Colombia runoff pits hard-line outsider against Petro ally, over crime matters
Abelardo de la Espriella led Colombia’s first round with 43.7%, promising hard-line anti-drug tactics as Iván Cepeda pushed him into a June 21 runoff.

Colombia’s runoff now looks like more than a contest for the presidency. Abelardo de la Espriella, a pro-Trump lawyer and businessman, topped the first round with 43.7 percent of the vote, putting him within reach of power in a race that could redraw Washington’s cooperation with Bogotá on counternarcotics, migration and regional security.
He will face left-wing senator Iván Cepeda, who finished second with 40.9 percent, in a June 21 runoff after a first round held May 31. The result has turned the election into a referendum on outgoing President Gustavo Petro, who is constitutionally barred from seeking another term. The outcome will help determine whether Colombia keeps moving along Petro’s left-leaning path or swings sharply back toward a tougher security agenda.

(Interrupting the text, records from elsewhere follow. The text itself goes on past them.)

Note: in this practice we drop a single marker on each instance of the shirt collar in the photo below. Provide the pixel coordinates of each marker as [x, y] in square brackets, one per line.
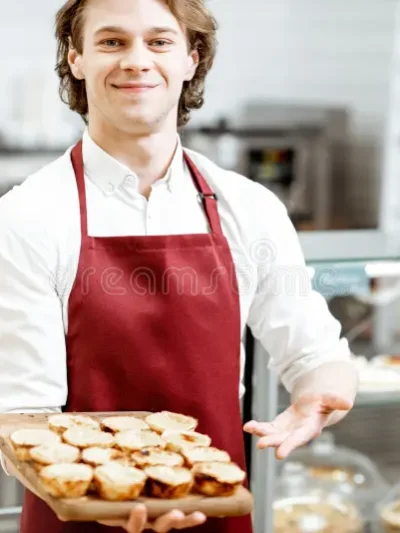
[109, 174]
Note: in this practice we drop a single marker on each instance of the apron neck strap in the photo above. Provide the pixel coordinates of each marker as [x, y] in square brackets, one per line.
[208, 197]
[77, 163]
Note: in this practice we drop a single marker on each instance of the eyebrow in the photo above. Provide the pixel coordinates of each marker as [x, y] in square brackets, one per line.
[120, 29]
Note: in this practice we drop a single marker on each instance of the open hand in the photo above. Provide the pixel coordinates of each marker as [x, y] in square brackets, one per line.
[301, 422]
[173, 520]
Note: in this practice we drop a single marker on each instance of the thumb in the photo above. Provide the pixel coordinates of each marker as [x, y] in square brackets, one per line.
[138, 520]
[332, 402]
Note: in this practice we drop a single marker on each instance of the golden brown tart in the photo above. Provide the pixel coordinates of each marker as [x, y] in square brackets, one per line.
[167, 421]
[23, 440]
[154, 456]
[88, 438]
[217, 479]
[116, 424]
[65, 480]
[63, 421]
[117, 482]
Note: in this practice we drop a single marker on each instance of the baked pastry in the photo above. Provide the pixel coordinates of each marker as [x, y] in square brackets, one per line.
[131, 441]
[308, 513]
[123, 423]
[65, 480]
[390, 516]
[167, 421]
[154, 456]
[53, 453]
[168, 482]
[203, 454]
[61, 422]
[117, 482]
[96, 456]
[23, 440]
[87, 438]
[217, 479]
[180, 440]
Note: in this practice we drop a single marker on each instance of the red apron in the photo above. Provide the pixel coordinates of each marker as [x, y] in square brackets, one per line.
[154, 324]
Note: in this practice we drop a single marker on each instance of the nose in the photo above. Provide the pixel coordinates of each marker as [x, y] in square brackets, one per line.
[137, 58]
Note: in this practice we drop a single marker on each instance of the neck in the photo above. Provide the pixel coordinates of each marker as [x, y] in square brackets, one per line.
[148, 155]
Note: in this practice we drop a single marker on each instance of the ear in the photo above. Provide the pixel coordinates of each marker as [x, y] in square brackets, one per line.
[75, 63]
[193, 61]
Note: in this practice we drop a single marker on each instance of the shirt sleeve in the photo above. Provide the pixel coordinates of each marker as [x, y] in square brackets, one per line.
[290, 319]
[32, 340]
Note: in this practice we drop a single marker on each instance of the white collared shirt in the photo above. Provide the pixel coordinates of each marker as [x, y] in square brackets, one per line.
[39, 250]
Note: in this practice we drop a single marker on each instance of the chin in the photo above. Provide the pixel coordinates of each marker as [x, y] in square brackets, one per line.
[136, 123]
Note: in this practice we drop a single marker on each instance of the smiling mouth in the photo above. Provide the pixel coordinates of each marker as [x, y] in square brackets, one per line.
[135, 87]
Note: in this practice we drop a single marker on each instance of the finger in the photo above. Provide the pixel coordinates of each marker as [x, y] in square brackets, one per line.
[195, 519]
[296, 439]
[113, 523]
[137, 520]
[271, 441]
[167, 521]
[332, 402]
[260, 429]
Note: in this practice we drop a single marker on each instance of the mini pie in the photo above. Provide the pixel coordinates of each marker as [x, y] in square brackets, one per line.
[61, 422]
[131, 441]
[217, 479]
[168, 482]
[390, 516]
[25, 439]
[167, 421]
[54, 453]
[180, 440]
[202, 454]
[96, 456]
[117, 482]
[83, 437]
[154, 456]
[123, 423]
[65, 480]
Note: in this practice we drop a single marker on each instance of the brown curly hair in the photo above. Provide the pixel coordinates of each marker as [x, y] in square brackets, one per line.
[201, 29]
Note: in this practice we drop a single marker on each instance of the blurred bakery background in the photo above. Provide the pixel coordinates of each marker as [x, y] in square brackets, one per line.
[304, 98]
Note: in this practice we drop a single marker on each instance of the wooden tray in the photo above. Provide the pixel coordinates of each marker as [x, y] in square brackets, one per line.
[93, 509]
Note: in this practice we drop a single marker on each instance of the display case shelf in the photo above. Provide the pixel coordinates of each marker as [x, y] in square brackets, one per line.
[363, 400]
[356, 258]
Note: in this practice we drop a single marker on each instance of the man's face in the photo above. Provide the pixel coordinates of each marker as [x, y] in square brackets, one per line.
[135, 60]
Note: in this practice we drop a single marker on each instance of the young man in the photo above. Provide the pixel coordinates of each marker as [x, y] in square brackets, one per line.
[130, 266]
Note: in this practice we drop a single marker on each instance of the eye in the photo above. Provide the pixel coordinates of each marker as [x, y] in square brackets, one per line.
[160, 43]
[111, 43]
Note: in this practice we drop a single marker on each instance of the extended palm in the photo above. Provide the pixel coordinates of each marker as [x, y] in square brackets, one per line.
[297, 425]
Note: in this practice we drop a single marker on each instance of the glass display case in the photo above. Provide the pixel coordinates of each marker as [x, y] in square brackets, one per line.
[387, 513]
[341, 469]
[306, 504]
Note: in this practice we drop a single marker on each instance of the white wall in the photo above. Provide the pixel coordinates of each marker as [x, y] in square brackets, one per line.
[315, 51]
[334, 52]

De la Espriella has built his campaign around that break. Running outside the established parties under the Defenders of the Motherland movement, he promised military strikes on drug-trafficking targets and aerial fumigation of coca crops, a platform that echoes the hard-line approach associated with El Salvador’s Nayib Bukele. For voters frustrated by organized crime, his message has been simple: stronger force, faster results.
That pitch may sound familiar in Washington, especially to Republicans who favor aggressive counternarcotics tactics and a harder line on border and regional security. But de la Espriella’s promises are also a test of whether campaign rhetoric can survive Colombia’s legal, military and diplomatic constraints. Fumigation remains politically explosive in a country where coca eradication has long collided with rural livelihoods, environmental concerns and the limits of force.

The runoff is taking place under a cloud of political violence, including the June 2025 assassination of a presidential hopeful. Cepeda and Petro have questioned the first-round results without providing evidence, while Colombia’s election authority reported the official pre-count through the Registraduría Nacional del Estado Civil. That dispute has only sharpened the stakes around a vote already defined by crime and public mistrust.
De la Espriella also gained a boost from the conservative flank after Paloma Valencia, who finished third with 6.9 percent, endorsed him. He was also said to have won about 90 percent of South Florida’s expatriate vote, a sign that Colombians abroad, especially in the United States, are watching the race closely. With citizenship in both the United States and Italy, de la Espriella is likely to draw unusually close attention in Washington if he prevails.